Stephen Carter, the chief executive of telecoms and media regulator Ofcom, announced his resignation on Friday morning.
Carter, the former head of NTL, joined Ofcom on its formation in 2003, when five regulators were combined into a single watchdog for the communications sector.
There is no word yet on his successor, but many believe that Ed Richards, Ofcom's current chief operating officer and a former policy advisor to Downing Street, is in the running.
Luke Gibbs of OfcomWatch told ZDNet UK that Richards "looks a shoo-in", but added: "There will be a few eyebrows raised in the political world if an independent regulator appoints someone so close to the government.

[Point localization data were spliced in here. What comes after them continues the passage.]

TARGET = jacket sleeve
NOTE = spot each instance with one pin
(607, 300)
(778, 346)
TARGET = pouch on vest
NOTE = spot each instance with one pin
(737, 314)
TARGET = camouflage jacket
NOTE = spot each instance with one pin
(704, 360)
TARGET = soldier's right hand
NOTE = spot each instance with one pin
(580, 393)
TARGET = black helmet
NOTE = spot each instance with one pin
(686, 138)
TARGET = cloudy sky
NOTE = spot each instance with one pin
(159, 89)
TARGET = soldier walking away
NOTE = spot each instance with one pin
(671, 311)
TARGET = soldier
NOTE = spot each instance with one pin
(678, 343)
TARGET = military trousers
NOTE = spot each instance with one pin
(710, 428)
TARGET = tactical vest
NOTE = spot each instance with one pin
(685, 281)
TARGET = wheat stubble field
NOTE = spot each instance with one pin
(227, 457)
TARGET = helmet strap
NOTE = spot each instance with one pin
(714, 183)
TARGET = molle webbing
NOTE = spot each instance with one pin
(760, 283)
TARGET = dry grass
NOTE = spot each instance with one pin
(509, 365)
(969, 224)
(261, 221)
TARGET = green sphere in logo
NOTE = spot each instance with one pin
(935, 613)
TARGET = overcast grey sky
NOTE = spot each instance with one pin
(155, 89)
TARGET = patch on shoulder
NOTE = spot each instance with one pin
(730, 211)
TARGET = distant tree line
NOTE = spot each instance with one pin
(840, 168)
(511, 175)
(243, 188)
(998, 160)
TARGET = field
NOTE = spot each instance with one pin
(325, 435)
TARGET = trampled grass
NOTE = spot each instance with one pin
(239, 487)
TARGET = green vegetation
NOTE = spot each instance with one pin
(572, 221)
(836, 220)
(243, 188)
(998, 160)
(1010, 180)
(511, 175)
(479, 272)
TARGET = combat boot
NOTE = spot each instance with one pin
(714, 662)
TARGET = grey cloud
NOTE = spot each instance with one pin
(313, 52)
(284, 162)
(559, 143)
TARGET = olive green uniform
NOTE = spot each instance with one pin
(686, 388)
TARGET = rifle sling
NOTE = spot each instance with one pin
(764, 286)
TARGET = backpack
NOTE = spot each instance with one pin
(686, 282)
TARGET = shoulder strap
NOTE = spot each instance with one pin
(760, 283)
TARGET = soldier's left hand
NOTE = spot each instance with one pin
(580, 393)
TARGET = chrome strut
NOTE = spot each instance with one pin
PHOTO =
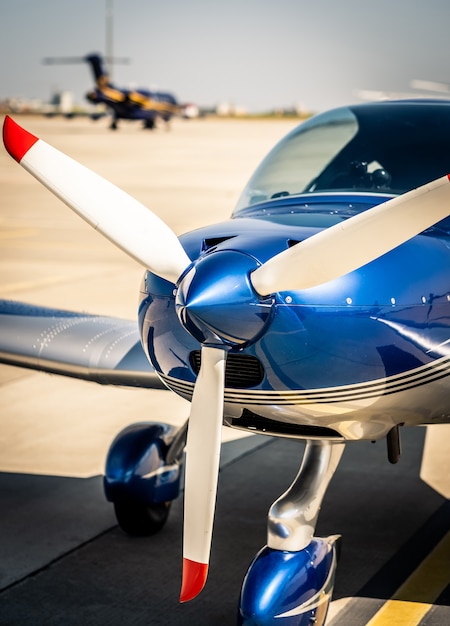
(292, 518)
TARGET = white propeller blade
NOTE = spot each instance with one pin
(118, 216)
(202, 469)
(350, 244)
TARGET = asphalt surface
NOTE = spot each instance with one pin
(63, 560)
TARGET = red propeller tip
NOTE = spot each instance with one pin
(194, 579)
(17, 140)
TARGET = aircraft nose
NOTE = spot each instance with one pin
(216, 303)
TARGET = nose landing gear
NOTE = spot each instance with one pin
(293, 576)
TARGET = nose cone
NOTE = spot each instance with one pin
(217, 304)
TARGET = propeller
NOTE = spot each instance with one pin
(200, 305)
(202, 462)
(119, 217)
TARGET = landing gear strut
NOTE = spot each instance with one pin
(293, 576)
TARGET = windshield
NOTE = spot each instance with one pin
(387, 147)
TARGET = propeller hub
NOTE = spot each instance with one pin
(216, 302)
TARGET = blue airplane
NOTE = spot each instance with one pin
(125, 104)
(320, 311)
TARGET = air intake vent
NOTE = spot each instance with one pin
(242, 370)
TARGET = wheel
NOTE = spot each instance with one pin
(141, 520)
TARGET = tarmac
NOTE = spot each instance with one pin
(63, 560)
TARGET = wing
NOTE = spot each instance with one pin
(106, 350)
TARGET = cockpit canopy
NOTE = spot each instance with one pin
(384, 147)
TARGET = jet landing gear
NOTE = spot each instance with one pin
(293, 576)
(142, 475)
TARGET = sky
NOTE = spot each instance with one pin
(258, 54)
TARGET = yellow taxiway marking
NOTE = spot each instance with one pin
(415, 597)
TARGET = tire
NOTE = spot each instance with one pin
(141, 520)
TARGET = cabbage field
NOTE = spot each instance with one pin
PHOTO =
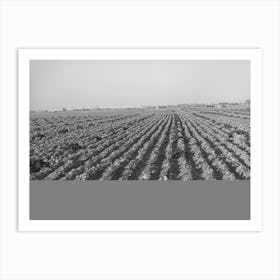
(161, 143)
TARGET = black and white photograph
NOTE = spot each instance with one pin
(140, 120)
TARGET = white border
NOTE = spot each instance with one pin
(254, 55)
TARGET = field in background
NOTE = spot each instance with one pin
(160, 143)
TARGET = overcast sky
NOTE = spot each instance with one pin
(55, 83)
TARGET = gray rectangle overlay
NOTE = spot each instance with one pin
(139, 200)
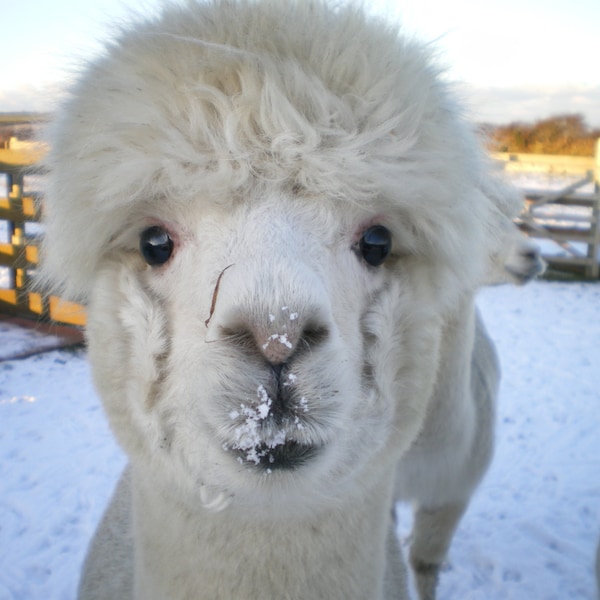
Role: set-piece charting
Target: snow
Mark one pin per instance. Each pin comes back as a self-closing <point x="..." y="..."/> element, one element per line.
<point x="530" y="532"/>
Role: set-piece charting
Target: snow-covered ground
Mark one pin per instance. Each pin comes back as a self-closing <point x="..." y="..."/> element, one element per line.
<point x="529" y="534"/>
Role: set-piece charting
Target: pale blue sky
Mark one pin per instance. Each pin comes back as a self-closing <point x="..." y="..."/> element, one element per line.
<point x="515" y="59"/>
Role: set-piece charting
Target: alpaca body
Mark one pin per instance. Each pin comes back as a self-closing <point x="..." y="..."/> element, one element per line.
<point x="278" y="221"/>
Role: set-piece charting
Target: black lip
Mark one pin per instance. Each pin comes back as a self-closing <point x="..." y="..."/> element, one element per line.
<point x="289" y="456"/>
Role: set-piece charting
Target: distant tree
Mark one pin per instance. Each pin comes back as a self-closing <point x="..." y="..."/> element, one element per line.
<point x="560" y="134"/>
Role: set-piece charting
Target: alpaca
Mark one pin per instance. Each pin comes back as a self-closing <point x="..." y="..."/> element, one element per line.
<point x="278" y="220"/>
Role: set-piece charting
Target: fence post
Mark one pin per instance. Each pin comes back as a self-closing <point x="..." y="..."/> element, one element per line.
<point x="594" y="248"/>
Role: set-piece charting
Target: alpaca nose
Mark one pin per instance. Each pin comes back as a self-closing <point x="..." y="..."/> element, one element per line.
<point x="278" y="335"/>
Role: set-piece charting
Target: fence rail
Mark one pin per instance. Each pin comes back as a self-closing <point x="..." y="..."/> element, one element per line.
<point x="568" y="217"/>
<point x="19" y="213"/>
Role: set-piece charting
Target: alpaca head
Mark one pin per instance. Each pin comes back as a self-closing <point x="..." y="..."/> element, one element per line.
<point x="271" y="209"/>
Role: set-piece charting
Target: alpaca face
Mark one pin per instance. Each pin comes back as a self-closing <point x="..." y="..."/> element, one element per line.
<point x="264" y="349"/>
<point x="270" y="229"/>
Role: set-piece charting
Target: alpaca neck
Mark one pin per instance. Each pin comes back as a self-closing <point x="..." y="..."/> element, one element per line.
<point x="334" y="554"/>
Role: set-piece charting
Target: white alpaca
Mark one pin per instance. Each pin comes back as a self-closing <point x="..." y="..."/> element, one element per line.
<point x="279" y="222"/>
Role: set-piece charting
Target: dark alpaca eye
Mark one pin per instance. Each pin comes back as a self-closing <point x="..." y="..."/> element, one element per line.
<point x="375" y="245"/>
<point x="156" y="245"/>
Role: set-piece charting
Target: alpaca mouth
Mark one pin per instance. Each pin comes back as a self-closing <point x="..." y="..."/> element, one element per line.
<point x="289" y="455"/>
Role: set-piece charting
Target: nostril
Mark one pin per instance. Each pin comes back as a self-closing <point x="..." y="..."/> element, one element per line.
<point x="314" y="334"/>
<point x="276" y="340"/>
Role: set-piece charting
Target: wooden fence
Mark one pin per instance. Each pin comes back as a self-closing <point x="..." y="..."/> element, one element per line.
<point x="567" y="217"/>
<point x="19" y="237"/>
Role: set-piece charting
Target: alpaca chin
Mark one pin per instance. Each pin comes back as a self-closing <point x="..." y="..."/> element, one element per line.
<point x="279" y="221"/>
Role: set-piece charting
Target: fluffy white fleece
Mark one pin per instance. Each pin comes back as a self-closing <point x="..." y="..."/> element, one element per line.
<point x="275" y="391"/>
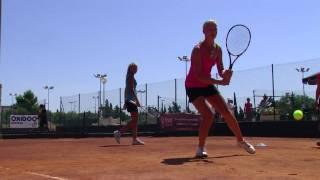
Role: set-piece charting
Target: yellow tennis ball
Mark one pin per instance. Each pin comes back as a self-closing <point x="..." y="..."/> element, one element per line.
<point x="298" y="115"/>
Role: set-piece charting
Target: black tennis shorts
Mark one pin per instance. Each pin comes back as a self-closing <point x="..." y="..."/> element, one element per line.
<point x="131" y="107"/>
<point x="194" y="93"/>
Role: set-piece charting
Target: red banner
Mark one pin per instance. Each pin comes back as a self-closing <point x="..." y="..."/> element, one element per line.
<point x="179" y="122"/>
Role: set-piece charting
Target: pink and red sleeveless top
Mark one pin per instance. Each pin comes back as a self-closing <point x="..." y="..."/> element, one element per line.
<point x="208" y="61"/>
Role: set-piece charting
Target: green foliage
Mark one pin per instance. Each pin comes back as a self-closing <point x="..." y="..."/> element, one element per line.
<point x="26" y="103"/>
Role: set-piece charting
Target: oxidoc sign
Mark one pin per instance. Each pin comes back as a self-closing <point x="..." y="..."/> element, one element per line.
<point x="24" y="121"/>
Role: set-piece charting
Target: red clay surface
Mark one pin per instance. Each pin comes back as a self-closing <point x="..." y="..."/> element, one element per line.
<point x="161" y="158"/>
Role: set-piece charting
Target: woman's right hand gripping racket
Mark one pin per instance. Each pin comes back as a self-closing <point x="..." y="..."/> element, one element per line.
<point x="237" y="42"/>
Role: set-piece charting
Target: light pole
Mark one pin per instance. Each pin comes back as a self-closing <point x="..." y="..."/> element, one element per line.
<point x="101" y="77"/>
<point x="141" y="92"/>
<point x="73" y="106"/>
<point x="162" y="109"/>
<point x="186" y="60"/>
<point x="95" y="103"/>
<point x="12" y="97"/>
<point x="48" y="88"/>
<point x="303" y="70"/>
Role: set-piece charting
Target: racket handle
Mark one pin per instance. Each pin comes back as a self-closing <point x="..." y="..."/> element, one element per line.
<point x="230" y="66"/>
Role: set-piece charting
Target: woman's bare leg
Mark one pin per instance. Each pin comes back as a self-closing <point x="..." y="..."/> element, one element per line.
<point x="207" y="119"/>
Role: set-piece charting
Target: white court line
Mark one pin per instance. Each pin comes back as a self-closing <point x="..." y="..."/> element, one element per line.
<point x="37" y="174"/>
<point x="44" y="175"/>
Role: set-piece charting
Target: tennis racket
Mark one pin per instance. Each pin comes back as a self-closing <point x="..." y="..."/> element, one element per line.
<point x="237" y="42"/>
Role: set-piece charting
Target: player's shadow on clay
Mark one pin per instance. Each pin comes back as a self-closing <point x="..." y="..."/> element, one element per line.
<point x="116" y="145"/>
<point x="183" y="160"/>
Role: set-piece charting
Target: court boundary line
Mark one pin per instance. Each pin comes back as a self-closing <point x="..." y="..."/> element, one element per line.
<point x="35" y="174"/>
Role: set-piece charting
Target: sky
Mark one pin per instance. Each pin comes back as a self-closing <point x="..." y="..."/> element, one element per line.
<point x="63" y="43"/>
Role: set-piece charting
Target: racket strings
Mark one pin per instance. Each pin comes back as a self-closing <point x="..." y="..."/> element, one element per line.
<point x="238" y="40"/>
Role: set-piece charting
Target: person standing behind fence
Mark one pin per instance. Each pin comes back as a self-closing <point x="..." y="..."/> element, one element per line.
<point x="200" y="88"/>
<point x="42" y="116"/>
<point x="248" y="110"/>
<point x="131" y="104"/>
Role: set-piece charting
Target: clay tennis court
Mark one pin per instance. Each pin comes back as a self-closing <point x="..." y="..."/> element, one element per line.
<point x="161" y="158"/>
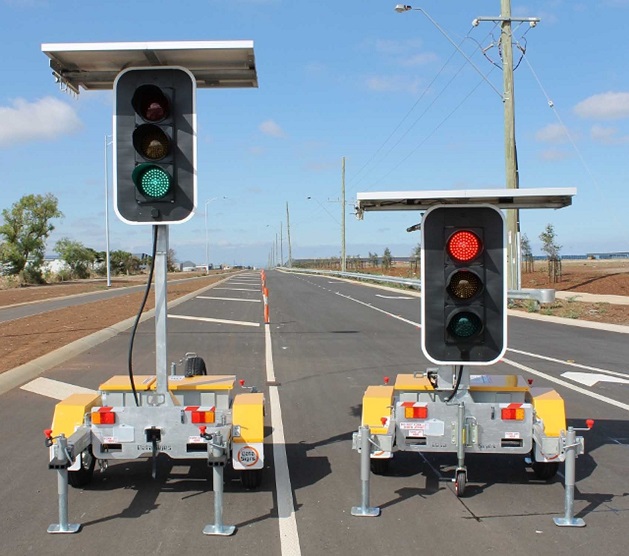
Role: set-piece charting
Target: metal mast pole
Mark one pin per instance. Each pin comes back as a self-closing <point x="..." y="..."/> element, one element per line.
<point x="511" y="167"/>
<point x="343" y="259"/>
<point x="290" y="252"/>
<point x="281" y="244"/>
<point x="161" y="316"/>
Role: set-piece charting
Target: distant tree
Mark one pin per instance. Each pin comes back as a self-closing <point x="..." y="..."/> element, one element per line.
<point x="25" y="229"/>
<point x="549" y="246"/>
<point x="525" y="247"/>
<point x="386" y="259"/>
<point x="373" y="259"/>
<point x="78" y="257"/>
<point x="526" y="254"/>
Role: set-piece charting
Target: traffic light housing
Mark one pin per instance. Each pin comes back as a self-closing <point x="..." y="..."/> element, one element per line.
<point x="464" y="290"/>
<point x="155" y="179"/>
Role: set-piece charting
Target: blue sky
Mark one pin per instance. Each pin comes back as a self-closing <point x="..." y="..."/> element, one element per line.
<point x="387" y="91"/>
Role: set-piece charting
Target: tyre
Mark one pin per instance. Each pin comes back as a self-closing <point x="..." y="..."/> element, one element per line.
<point x="379" y="466"/>
<point x="83" y="476"/>
<point x="195" y="366"/>
<point x="545" y="471"/>
<point x="252" y="479"/>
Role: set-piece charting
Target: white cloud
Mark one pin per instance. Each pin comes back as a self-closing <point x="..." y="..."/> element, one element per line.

"He's previously worked at both Number 10 and Number 11. In a rapidly changing political climate, Ofcom will need to tread carefully," Gibbs said.
The search for Carter's replacement officially begins in June, when the post will be advertised nationally. A spokesperson for Ofcom told ZDNet UK that "continuity and an orderly transition" to the next chief executive would be aided by the fact that the body's chairman, Lord Currie, was recently reappointed until 2009.
The package that Carter will take with him is currently unclear, although his salary was listed in Ofcom's 2004-2005 annual report as being £414,463. He has previously taken flak for the levels of both his Ofcom salary and the package he took with him from NTL, which included $2.6m (£1.4m) in bonuses, despite what was viewed by many as a poor performance at the helm.
It is also not yet clear as to where Carter will be going, as the terms of his contract forbade him from seeking further employment while at Ofcom. He will be stepping down from his post in October, and some have speculated he will return to a board position at WPP, the communications group where he served prior to joining NTL.
Ben Verwaayen, the chief executive of BT Group, told ZDNet UK that Carter had changed the landscape of telecommunications regulation in Britain.
"His commercial experience, judgement and professionalism have been fundamental in helping to give Britain the most competitive and innovative telecoms market in the world. He has helped focus regulation on the parts of the market that need it, allowing greater competition to flourish," said Verwaayen.
One part of the market in need of attention was BT itself, which split off its access services division to form Openreach in 2005. The move followed an Ofcom review of the UK's telecoms sector, which forced BT to open up its network to rival operators on fairer terms.